Quentin Pope said:
no ! unsigned int, and signed int are very different the way they are
represented in bits.
They're not all that different. In fact, in the absence of padding bits
and/or trap representations, the language guarantees that a value that's
representable as int and unsigned int (i.e., in the range 0 .. INT_MAX)
has the same representation in both types.
therefore, when you to compare the 2 different types
(like comparing apples and oranges) one of them has to be converted, in
this
case, the 'int' is converted to a 'uint', and becomes 0, since unsigned
numbers cannot be less then zero.
It's true that one of them is converted. This is because the language
standard says so; it's not a consequence of their representations. The
language *could* have defined "==" as a bitwise comparison (and in fact
that would have yielded the same results for int vs. unsigned int
comparisonms on 2's-complement systems).
But you're mistaken about the semantics of the conversion. When an
integer value is converted to an unsigned type, and the value cannot be
represented in the target type, " the value is converted by repeatedly
adding or subtracting one more than the maximum value that can be
represented in the new type until the value is in the range of the new
type" (C99 6.3.1.3p2).
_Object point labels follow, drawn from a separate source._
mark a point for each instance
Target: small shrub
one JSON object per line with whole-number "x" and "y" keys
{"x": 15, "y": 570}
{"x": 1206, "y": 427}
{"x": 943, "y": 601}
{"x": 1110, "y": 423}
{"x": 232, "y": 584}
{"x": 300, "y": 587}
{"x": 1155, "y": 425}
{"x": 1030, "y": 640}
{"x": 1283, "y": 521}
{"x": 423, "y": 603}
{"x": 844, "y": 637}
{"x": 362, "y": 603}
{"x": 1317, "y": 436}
In this particular case, convering the int value
-1 to unsigned int yields UINT_MAX.
and besides, the == operator it *not* a bit comparison operator, it is a
variable comparison operator, if you want to do bit comparison you use the
bitwise operators, &,|,^,~. (and, or, exclusive or, not. respectively)
It's more accurate to say that it's a *value* comparison operator; there
needn't be any variables involved (consider "1 + 1 == 2").
The bitwise operators don't do comparisons. If you want to do
a bitwise equality comparison, the memcmp() function is probably
the best approach. Or you could treat the objects as arrays of
unsigned char and compare the element values (that's basically what
memcmp() does).
yes, if unit var = 1, and int var is any value other than 1 (-1, 0, -10,
10,
100, whatever) then they will be 'not equal' if you use the operator '!='
for example:
uint x = 1;
int y = -1;
if (x == y)
printf("EQUAL");
else
printf("NOT EQUAL");
will print NOT EQUAL since y is converted to an unsigned int and becomes
0
No, it will print NOT EQUAL because y is converted to an unsigned int
and becomes UINT_MAX (typically 4294967295), which is not equal to 1.
You'd get the same result if "==" did a bitwise comparison.